For instance, if you were to purchase an ATM that uses a basic keypad with a dial-locking safe that connects to a phone line, then the costs could be much less than a touchscreen with a WiFi connection, according to FitSmallBusiness.com.

If you don’t $5,000 to start off with, then highly consider an ATM placement or partnership.  An ATM placement, for example, is when the ATM provider will do the majority of the work, from purchasing the machine to paying to have it installed.  They will also manage the cash and even ship it to your business.  With this type of agreement, you will have to pay the provider up to $0.50 to $1 per transaction since they are doing most of the work.  The other issue, however, is that a placement is guaranteed since most companies will want to see a minimum amount of transactions before they work with you, usually around 250 to 400 transactions per month.  If you don’t do a lot of transactions, then you may be able to find a partner, but the transaction costs will be about 50 percent more than average.

A partnership, unlike a placement, is similar to that of a two-way street.  In this scenario, you can either lease to own the machine and/or have the company provide the cash up front.  A partnership can often take 50 percent of your profits, plus the leasing fee, which can range from $50 to $100 per month.

According to ATMMachine.com, you should be prepared to spend $2,000 up to $15,000, but they mention most of the best sellers are less than $3,000.

Type of ATMAverage Price
ATM without dispenser or cassette$700 to $1,400
Built-in ATM w/ wireless capabilities and touchscreen$6,000 to $10,000
Freestanding ATM w/ touchscreen, color LCD and thermal receipt paper$3,000 to $7,000
Triton stand-alone ATM w/ combination lock, lighted sign and dialup connection$1,500 to $2,500

ATM machine overview

Most ATM machines will be similar in features, but the key difference will be how the machine connects, either via a phone line or the Internet.  Also, security features can differ.  An outside machine, for example, would need to be more advanced in its security.

Three types of ATM machines exist on the market, including the freestanding, countertop and built-in ATM.  A freestanding machine, the most popular choice, is typically two feet by two feet and will be simply that — a machine standing on its own.  A countertop machine is designed for a smaller business with less-than-average floor space and can sit on top of a counter.  Lastly, a built-in ATM will be similar to the machines at a local bank.  These machines will require construction work to properly fit the machine and can offer the highest security features.

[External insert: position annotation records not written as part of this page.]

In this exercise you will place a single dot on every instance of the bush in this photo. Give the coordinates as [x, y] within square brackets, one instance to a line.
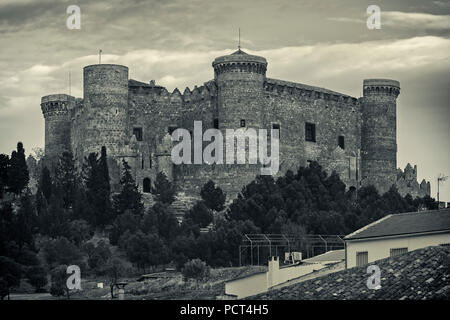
[58, 278]
[195, 269]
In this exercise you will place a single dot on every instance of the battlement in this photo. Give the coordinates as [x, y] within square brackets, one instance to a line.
[381, 87]
[160, 93]
[240, 61]
[57, 104]
[288, 88]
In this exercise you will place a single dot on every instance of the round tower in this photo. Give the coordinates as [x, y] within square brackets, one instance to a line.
[56, 109]
[240, 79]
[105, 101]
[378, 133]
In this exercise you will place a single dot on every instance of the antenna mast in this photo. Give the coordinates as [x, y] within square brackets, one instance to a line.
[442, 178]
[239, 44]
[70, 84]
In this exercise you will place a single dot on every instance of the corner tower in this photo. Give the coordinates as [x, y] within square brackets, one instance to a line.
[240, 79]
[378, 133]
[106, 103]
[56, 109]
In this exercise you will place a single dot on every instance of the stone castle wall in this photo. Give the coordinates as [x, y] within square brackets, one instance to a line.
[133, 120]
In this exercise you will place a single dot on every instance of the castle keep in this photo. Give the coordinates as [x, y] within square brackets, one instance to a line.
[356, 137]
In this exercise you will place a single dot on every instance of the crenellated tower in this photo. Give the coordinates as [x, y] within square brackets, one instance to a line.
[240, 79]
[106, 103]
[378, 133]
[56, 109]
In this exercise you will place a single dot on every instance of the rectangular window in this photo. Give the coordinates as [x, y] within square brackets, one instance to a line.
[171, 129]
[341, 142]
[276, 126]
[138, 133]
[362, 258]
[398, 251]
[310, 132]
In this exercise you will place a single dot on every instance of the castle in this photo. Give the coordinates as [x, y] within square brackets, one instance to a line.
[356, 137]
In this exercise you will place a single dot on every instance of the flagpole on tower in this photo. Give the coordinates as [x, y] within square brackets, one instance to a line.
[239, 45]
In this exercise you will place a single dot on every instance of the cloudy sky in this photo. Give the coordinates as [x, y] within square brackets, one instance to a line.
[318, 42]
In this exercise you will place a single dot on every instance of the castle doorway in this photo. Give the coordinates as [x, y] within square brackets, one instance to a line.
[147, 185]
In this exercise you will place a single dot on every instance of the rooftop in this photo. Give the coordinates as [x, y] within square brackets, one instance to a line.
[333, 255]
[405, 224]
[419, 274]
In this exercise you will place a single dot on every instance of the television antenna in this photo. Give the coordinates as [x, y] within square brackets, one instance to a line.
[440, 178]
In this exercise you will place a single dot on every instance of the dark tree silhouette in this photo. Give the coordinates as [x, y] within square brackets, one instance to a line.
[45, 183]
[213, 196]
[164, 190]
[129, 197]
[18, 175]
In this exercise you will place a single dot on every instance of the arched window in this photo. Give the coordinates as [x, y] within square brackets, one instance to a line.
[147, 185]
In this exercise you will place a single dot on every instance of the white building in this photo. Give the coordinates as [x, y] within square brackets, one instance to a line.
[396, 234]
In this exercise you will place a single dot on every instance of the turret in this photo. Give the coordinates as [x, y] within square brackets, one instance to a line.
[56, 109]
[378, 133]
[240, 78]
[105, 101]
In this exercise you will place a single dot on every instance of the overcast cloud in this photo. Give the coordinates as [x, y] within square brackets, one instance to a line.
[316, 42]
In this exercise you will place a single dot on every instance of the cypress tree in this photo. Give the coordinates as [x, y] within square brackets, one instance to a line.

Popular brands include Hyosung, Trinton Traverse, Hantle ATM’s, Genmega, and Nautilus Halo series..

What are the extra costs?

Even if you purchase an ATM outright, the costs don’t end there.  Remember, you will have to stock the machine with cash, with the average owner placing $2,000 inside of the machine; however, some owners can get away with as little as $500.  While this isn’t an “extra cost” per se, it can be added to your startup expenses.  Most machines are capable of holding up to $20,000.

ATM insurance is highly recommended in order to protect you in case of theft or damages to the machine.  A good policy can cost about $30 to $60 per month, depending on the coverage and the insurance company you choose.

Connection costs, if you were to use either a landline or Wifi, can cost another $30 to $80 per month; however, if you already have these connections available within your location, then you can either consider adding a second line or bypassing the cable Internet costs altogether.

Depending on the processor and contract you choose, you may have to pay a transaction fee, which can be about $0.30 to $0.50 per transaction.

An additional cash cassette, if your ATM allows it, can be an additional $100 to $500 per cassette.

A cash loading service, if you didn’t want to deal with this, could cost $50 to $75 per trip.

Like most electronics, problems are bound to happen.  Be prepared for any repairs you may need in the future.

Tips to know:

When buying or even leasing, be well aware of the fees before signing a contract.

As a general rule of thumb, three to five percent of those who pass through your doors will use your ATM.

How can I save money?

If you know what kind of ATM machine you want, see if you can find a used machine either on eBay or Craiglist.  Craigslist can be a great option since it’s local, meaning you won’t have to pay for shipping fee.

If you’re lucky, you may be able to find a local business that’s either trying to get rid of their unprofitable ATM machine or may be upgrading to a better version.